How you prototype will depend on the nature of your project. Generally, it’s good practice to prototype all the technology components before constructing your project. For wearable technology, our MakeFashion designers will test and program the electronics before constructing the garment. It’s much easier to troubleshoot before you’ve sewn everything together. When we made the Lumen Couture projector hat, we spent most of our process wearing the projector in a metal cake pan on our head: the hat came together as a final step once we had the bugs completely sorted out in the prototype stage.

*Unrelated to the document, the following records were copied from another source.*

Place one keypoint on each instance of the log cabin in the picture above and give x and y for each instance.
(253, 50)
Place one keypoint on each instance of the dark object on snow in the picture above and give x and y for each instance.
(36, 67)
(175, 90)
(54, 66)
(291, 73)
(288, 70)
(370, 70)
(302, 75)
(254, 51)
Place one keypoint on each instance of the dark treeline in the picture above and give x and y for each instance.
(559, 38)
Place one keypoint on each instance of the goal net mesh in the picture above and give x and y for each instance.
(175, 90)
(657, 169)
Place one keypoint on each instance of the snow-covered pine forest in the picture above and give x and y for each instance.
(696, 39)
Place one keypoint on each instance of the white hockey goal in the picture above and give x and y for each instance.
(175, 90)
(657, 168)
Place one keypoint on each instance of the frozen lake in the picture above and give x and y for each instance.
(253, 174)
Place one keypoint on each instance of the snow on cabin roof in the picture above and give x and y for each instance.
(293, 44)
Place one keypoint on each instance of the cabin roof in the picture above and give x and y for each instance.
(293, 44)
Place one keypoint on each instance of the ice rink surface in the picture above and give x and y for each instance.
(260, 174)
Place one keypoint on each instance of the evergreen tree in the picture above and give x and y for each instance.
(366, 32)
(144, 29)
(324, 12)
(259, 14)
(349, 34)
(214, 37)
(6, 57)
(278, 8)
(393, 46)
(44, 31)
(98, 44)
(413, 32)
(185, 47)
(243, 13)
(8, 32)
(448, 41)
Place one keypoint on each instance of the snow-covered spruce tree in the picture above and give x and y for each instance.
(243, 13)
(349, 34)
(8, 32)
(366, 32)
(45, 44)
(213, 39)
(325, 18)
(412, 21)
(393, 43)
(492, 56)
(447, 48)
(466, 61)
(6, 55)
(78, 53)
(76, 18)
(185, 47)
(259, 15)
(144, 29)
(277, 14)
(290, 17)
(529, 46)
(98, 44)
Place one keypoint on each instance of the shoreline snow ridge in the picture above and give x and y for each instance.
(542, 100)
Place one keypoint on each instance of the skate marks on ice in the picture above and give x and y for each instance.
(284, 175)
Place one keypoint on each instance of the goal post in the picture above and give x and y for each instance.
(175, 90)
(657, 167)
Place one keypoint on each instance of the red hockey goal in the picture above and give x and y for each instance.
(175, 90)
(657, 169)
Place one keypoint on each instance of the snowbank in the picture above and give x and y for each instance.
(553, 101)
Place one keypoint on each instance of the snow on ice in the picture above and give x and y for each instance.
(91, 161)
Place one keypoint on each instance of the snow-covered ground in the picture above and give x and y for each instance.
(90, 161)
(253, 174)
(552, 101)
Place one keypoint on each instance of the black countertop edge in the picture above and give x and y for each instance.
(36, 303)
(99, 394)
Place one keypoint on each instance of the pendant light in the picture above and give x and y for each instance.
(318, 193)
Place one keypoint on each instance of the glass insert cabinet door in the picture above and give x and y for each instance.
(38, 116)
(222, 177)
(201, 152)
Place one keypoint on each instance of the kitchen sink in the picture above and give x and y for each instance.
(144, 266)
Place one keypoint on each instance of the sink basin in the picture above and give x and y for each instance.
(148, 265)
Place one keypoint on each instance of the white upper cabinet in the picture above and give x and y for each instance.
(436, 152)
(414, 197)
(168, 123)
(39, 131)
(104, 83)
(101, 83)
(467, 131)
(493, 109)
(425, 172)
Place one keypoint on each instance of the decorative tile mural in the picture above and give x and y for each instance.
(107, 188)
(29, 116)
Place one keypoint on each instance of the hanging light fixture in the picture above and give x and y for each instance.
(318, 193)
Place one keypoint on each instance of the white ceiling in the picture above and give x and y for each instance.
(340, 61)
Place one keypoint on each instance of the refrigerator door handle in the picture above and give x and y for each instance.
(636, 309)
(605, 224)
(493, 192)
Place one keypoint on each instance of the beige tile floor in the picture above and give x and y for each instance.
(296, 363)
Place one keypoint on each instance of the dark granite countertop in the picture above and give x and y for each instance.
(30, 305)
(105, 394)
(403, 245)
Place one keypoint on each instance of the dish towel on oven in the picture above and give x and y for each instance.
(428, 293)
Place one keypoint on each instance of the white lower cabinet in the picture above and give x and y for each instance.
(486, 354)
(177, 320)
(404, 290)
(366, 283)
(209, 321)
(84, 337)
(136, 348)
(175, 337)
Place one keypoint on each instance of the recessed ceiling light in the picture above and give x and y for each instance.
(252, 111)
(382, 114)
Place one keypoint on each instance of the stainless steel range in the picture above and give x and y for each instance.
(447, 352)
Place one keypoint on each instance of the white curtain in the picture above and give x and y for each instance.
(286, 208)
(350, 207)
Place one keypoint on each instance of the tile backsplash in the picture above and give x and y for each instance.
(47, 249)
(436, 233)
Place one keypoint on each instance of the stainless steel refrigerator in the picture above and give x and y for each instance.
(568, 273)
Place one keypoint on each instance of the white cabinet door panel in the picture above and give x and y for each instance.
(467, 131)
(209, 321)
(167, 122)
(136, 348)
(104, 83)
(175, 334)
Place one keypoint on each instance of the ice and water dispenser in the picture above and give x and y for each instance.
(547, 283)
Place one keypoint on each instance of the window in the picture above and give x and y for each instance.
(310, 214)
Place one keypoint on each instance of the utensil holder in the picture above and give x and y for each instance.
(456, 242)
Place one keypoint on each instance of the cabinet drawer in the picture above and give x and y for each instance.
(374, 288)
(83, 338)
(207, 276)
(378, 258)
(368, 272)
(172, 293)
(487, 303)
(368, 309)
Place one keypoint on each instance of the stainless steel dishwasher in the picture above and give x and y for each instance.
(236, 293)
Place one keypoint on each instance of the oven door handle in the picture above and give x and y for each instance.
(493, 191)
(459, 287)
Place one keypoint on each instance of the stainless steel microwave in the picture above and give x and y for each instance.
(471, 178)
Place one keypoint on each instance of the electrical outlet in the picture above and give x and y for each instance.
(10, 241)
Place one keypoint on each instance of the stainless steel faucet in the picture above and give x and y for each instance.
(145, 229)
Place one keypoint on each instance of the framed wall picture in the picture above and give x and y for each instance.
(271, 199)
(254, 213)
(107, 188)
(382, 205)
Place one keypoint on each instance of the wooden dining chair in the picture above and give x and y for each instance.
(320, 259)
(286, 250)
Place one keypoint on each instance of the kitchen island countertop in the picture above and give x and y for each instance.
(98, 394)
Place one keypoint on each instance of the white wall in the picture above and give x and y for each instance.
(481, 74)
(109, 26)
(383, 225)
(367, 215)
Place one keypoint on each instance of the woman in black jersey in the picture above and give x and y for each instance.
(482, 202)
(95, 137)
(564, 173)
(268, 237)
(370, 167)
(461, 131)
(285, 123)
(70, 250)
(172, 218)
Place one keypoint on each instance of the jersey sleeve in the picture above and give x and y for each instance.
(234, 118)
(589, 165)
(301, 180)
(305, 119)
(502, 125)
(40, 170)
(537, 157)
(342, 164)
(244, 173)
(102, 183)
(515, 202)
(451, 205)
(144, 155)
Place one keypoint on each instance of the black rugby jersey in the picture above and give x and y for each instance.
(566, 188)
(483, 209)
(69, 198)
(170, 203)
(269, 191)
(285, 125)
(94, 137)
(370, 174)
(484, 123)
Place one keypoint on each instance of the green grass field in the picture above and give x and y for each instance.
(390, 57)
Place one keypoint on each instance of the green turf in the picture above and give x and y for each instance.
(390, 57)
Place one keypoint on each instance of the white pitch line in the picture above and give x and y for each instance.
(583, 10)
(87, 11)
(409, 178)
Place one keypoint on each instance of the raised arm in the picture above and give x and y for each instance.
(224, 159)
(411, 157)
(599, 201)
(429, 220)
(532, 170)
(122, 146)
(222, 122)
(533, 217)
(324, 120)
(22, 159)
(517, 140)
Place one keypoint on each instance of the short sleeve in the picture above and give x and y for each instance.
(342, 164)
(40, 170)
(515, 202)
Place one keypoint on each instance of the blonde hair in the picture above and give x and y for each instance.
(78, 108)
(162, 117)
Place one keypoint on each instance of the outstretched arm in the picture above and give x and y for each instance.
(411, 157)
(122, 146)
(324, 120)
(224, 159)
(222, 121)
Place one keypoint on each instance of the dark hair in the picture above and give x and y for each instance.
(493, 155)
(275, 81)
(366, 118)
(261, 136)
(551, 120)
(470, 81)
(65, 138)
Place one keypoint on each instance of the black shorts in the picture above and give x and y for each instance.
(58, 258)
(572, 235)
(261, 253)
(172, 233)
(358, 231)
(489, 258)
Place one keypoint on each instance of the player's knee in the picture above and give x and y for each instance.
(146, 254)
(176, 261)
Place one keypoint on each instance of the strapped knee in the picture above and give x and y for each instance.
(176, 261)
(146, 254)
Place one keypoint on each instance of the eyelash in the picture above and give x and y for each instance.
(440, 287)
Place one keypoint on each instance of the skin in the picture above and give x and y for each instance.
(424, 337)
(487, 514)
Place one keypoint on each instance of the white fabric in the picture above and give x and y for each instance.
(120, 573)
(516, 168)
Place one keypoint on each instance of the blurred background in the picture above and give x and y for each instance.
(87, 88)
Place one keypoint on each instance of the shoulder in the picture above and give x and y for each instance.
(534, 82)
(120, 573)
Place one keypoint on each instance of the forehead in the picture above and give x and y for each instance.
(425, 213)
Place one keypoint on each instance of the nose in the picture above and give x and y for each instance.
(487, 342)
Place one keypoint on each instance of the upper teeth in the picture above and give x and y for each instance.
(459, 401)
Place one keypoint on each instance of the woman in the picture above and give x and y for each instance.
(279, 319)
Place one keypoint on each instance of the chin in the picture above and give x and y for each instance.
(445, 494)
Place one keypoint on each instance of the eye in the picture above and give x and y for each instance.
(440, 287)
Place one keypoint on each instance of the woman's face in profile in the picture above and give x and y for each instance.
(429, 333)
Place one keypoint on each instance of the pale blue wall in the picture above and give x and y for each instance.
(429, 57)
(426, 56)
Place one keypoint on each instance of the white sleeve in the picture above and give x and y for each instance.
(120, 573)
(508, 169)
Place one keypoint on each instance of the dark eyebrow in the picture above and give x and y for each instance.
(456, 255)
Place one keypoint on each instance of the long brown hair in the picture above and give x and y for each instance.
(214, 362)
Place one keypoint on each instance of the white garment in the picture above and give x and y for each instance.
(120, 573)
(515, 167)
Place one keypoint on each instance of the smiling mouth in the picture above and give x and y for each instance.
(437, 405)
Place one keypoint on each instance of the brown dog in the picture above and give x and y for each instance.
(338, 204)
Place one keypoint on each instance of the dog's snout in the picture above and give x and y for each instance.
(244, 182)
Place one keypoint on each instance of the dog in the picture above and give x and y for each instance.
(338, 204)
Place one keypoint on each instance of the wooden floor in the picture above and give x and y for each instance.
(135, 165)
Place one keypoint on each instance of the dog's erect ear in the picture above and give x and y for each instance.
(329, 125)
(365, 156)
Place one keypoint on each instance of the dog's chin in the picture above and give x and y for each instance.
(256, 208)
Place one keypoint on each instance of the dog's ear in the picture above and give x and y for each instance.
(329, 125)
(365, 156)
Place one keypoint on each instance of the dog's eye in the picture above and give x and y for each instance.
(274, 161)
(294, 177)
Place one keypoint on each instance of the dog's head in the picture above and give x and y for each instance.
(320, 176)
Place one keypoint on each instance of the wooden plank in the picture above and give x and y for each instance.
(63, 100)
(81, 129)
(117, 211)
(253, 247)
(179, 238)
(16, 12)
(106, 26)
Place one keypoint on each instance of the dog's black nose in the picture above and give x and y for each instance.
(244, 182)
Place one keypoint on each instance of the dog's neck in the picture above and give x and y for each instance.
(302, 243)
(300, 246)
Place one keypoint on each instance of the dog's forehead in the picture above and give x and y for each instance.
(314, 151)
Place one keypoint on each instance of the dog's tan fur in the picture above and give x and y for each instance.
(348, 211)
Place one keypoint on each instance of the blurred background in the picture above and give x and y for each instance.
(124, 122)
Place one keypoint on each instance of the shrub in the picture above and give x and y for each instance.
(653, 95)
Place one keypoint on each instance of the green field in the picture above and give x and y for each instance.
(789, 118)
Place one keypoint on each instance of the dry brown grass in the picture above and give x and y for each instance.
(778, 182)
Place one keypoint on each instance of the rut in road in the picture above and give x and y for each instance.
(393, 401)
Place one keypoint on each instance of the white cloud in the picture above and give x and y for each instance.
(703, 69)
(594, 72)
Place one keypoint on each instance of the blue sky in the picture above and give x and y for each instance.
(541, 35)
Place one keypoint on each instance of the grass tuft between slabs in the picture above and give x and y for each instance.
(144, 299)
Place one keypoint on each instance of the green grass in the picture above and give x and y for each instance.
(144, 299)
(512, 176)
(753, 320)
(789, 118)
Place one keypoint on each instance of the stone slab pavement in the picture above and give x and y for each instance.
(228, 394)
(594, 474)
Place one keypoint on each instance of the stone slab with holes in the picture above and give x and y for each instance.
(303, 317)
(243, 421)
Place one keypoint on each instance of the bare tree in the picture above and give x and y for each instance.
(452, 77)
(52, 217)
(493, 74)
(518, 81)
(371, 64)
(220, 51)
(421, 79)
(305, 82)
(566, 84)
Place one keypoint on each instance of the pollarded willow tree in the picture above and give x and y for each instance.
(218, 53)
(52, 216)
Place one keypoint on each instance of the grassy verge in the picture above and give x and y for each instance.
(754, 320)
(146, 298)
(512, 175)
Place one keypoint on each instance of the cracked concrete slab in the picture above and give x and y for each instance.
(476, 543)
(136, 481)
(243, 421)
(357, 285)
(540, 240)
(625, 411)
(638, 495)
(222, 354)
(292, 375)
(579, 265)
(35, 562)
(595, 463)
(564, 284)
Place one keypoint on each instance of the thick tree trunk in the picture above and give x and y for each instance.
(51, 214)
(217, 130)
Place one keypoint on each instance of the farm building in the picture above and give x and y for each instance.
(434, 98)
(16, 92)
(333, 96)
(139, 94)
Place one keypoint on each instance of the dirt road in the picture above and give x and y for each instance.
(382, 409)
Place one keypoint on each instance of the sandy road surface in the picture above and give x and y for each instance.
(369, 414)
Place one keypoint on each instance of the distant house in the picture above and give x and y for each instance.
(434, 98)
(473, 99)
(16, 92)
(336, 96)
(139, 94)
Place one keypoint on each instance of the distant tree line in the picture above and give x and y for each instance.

Sometimes prototyping can mean making a smaller version of your project to ensure everything fits together without using excess materials.
A prototype for one of the of the Lumen Couture Ready-to-Wear fashiontech skirts. Photo by Nikki Solemsaas
Once you’re feeling confident about your prototype, it’s time to bring it all together. The magic of creative technology projects often comes together in the final moments when all the details are complete. Even if you’ve had a successful round of prototyping, consider how you will construct your final project to troubleshoot if something does go wrong. The most seasoned design technologists will still sometimes make an error in the final construction. Often it’s useful to have a way to access the technology without needing to completely dismantle the project: in wearable technology, we will often add a concealed zipper for access the wires and microcontrollers.
Light Corsets by Matt LaPrairie at the MakeFashion gala. Photo by Ernesto Augustus
Once you’ve completed the hard work of building your project, don’t forget to show it off! Take photos and videos of your project, and share with the community through groups and social media. You may consider documenting throughout the entire process: often the journey is just as interesting as the destination, and other innovators will be inspired by your learnings. If the project went well, you may consider creating a tutorial so that others can replicate it. Regardless, don’t hesitate to brag a little about the hard work you’ve put into your creative technology project, you may just inspire the next innovator for their own work!